Non-Hodgkin's lymphoma is among the most frequent indications for ovarian tissue cryopreservation, because they represent a common tumor in young adult [6]. Since the ovarian tissue is harvested prior to anticancer treatments, it might contain malignant cells that could be reintroduced by cryopreserved ovarian tissue replanting, loading to a recurrence of primary disease in the healed patient. The risk of cryopreserved ovarian tissue contamination is estimated to be moderate (0.2–11%) for non-Hodgkin's lymphoma patients [7]. Although several authors did not observe ovarian contamination by histological examination [8,9], malignant cells were identified after histological and immunohistochemical examination in two patients [7]. Before transplantation, a careful evaluation of likely ovarian tissue infiltration by malignant cells is essential for clinical application. To date no standardized strategies are available to search neoplastic cells in the cryopreserved ovarian tissue. However, to increase the safety of ovarian tissue transplantation, the use of advanced and highly sensitive molecular approaches may dramatically improve the detection of malignant cells in the ovarian tissue. In our study, the molecular analysis was performed in order to determine rearrangement of genes coding for IGH (FR1-FR2-FR3 regions) and light chains (IGK), since no patient-specific markers were available.

The thawed ovarian tissue of our young woman, showing well-preserved follicles and stroma and good follicular reserve (eight follicles for mm2), was kept stored respectively for 4 and 5 years before transplantation. The first menstrual cycle was detected 2 months after the second transplantation and a viable pregnancy was achieved 3 months later.

As suggested by Dunlop et al. in 2016 [10], the pregnancy in our patient likely occurred from a follicle within the grafted tissue, given the clinically and biochemically diagnosed POF prior to the re-implantation, and the subsequent presence of a dominant follicle at the site of re-implantation with a corresponding corpus luteum formation following ovulation.
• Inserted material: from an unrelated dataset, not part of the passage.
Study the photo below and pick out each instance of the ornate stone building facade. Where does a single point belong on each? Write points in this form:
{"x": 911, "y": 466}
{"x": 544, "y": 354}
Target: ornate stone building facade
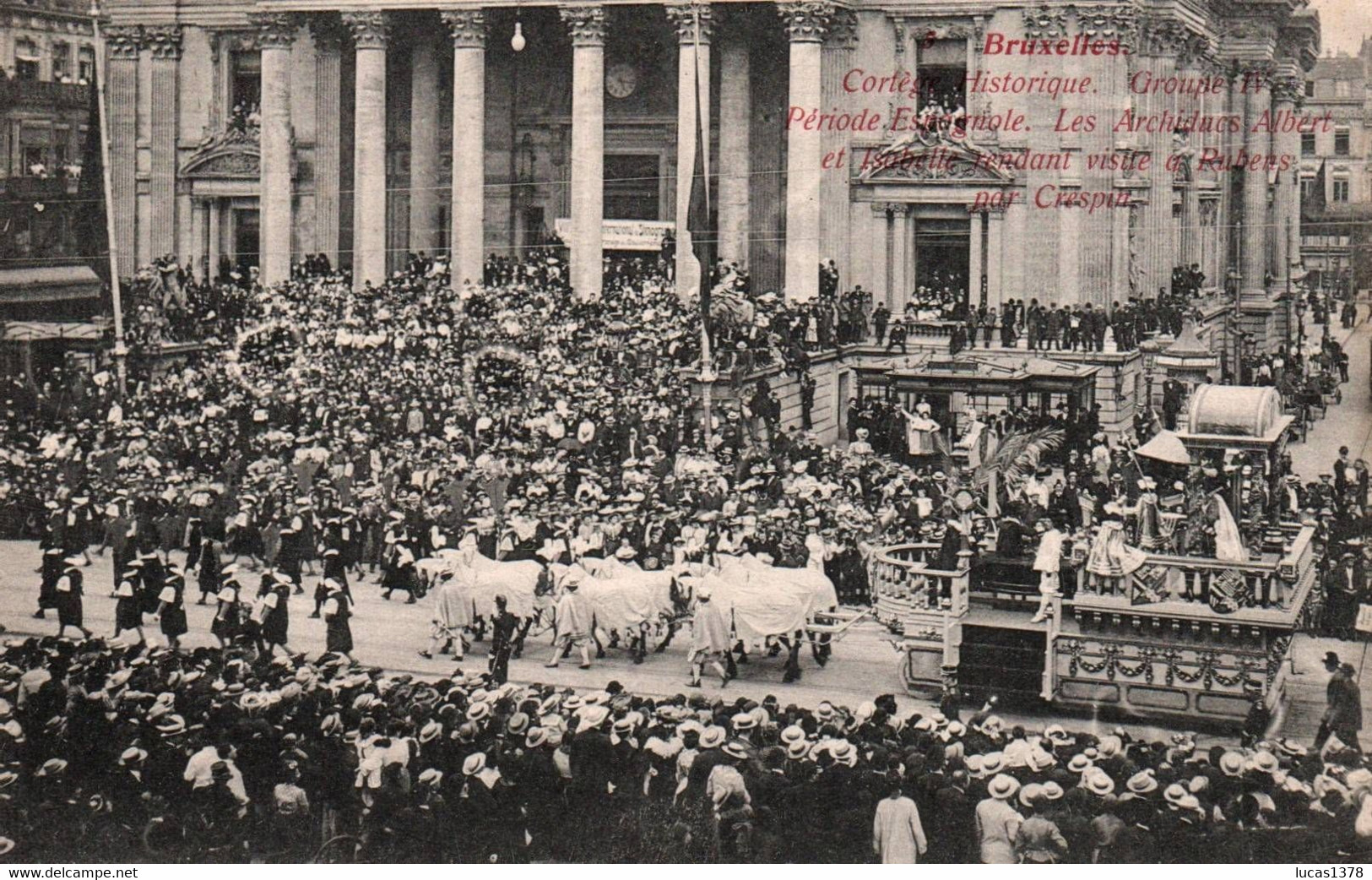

The recovery of ovarian function takes on average 4–5 months and is closely related to the folliculogenesis process. According to Gougeon et al. [11], in this period the oocyte and surrounding somatic cells undergo a series of changes that eventually lead to the development of a large antral follicle, capable of producing a mature oocyte. In our patient, the appearance of the first antral follicles in the grafted tissue and the E2 increase two months after the second transplantation are not consistent with the time course mentioned above. The rapid recovery of ovarian function is difficult to explain with the activation of follicles present in the ovarian tissue of the second graft. It is rather likely that the second transplantation, with the new ovarian tissue grafted and the mechanical surgical stimulus, has given a decisive ‘activation’ of the follicles present in the first transplanted ovarian tissue.

Conclusion

Ovarian tissue cryopreservation, thawing and transplantation have successfully restored ovarian function and fertility after tissue storage. This confirms that our technique of ovarian cortex freezing/thawing and storage effectively preserves the tissue viability and follicles integrity. Based on the outcomes obtained after ovarian tissue transplantation, we would like to suggest that this procedure not be considered experimental and we firmly believe that ovarian tissue cryopreservation should be offered to children and young women at high risk of POF due to sterilizing high dose chemotherapy.